A modern, safe and efficient transportation infrastructure is necessary for the health of Pennsylvania’s economy, the free flow of goods and commerce and the mobility of its citizens. Policymakers must continue to support a robust, safe and efficient transportation infrastructure network that includes roads, rail, air, transit and water.
Policymakers must continue to recognize and to foster transportation infrastructure, given its inherent ability to support and sustain economic growth and quality of life.
The Chamber supports the following public policy and taxation options to support the state’s transportation system:
- Motor License Fund and Motor Fuels Taxes
The Pennsylvania Constitution mandates that monies generated from all liquid fuels taxes be placed in a dedicated revenue account – the Motor License Fund – and used solely for highway- and bridge-related transportation improvements. This portion of the Constitution is known as the “non-diversionary clause.” Given the importance of maintaining a secure funding stream for highway- and bridge-related purposes, the Chamber opposes any changes to the non-diversionary clause of the Pennsylvania Constitution.
Liquid Fuels Taxes includes various types of fuels taxes, including those commonly characterized as motor fuels taxes. Motor fuels taxes include separate taxes on Liquid Fuels (primarily gasoline), Fuels (primarily diesel), and Alternative Fuels (i.e. ethanol). The Chamber believes that motor fuels taxes are the clearest examples of user fees and therefore supports reasonable increases to the motor fuels taxes as part of the funding solution. This funding source alone may not be sustainable due to fewer miles being traveled, the use of alternate transportation and the increased use of more fuel efficient and alternative-fuels vehicles. In order to achieve necessary funding, the Chamber would consider other revenue-producing options.
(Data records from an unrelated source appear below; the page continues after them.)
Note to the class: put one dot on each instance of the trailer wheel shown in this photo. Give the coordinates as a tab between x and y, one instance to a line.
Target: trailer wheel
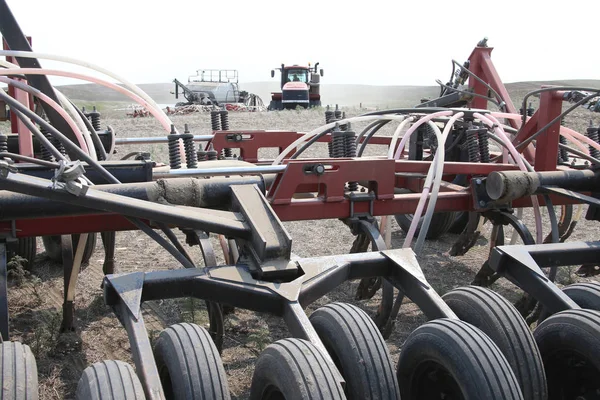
586	295
53	250
358	350
569	342
294	369
189	364
501	321
25	247
18	372
452	359
109	380
440	223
- Public-Private Partnerships
Private investment can and should play a major role in building or maintaining transportation infrastructure. The Chamber supports the continued and increased use of public-private partnerships in the public infrastructure sector.
Limited funding streams exist in Pennsylvania for the maintenance of its total transportation infrastructure. For this reason, the Chamber supports efficient electronic tolling of newly created and modernized highways as an additional funding mechanism to maintain the roadways in the Commonwealth.
- Federal Funding
The continued partnership between local, state and federal government is paramount to the continued vitality of the state’s transportation infrastructure. The Chamber opposes efforts for federal funding to be “devolved” to the Commonwealth and supports a sustainable, long-term, user-fee based funding structure for the federal Highway Trust Fund.
Pennsylvania’s mass transit system, which consists of roughly 74 different systems within the Commonwealth, is critical to business operations in Pennsylvania by providing bus and rail service to the workforce, as well as to residents and visitors. While the Chamber is open to considering secure funding streams for these systems, the first step should be to pursue greater efficiencies in those systems, including, but not limited to, the exploration of public/private partnerships and/or other privatization efforts.
The Chamber acknowledges that regulatory red tape frequently delays transportation project execution. The Chamber supports the streamlining of the regulatory permitting process to expedite a project to shovel ready status with the appropriate attention to public safety. The Chamber also supports efforts to grant rail operators flexibility in implementing various state and federal regulatory obligations.
The Chamber also acknowledges that prevailing wage arbitrarily raises the cost of construction for projects and increases the tax burden. While Act 89 of 2013, the state’s comprehensive transportation funding legislation, included some reforms to prevailing wage, the PA Chamber supports the complete elimination of prevailing wage to allow more transportation funding to be applied directly to the cost of building and maintaining transportation infrastructure.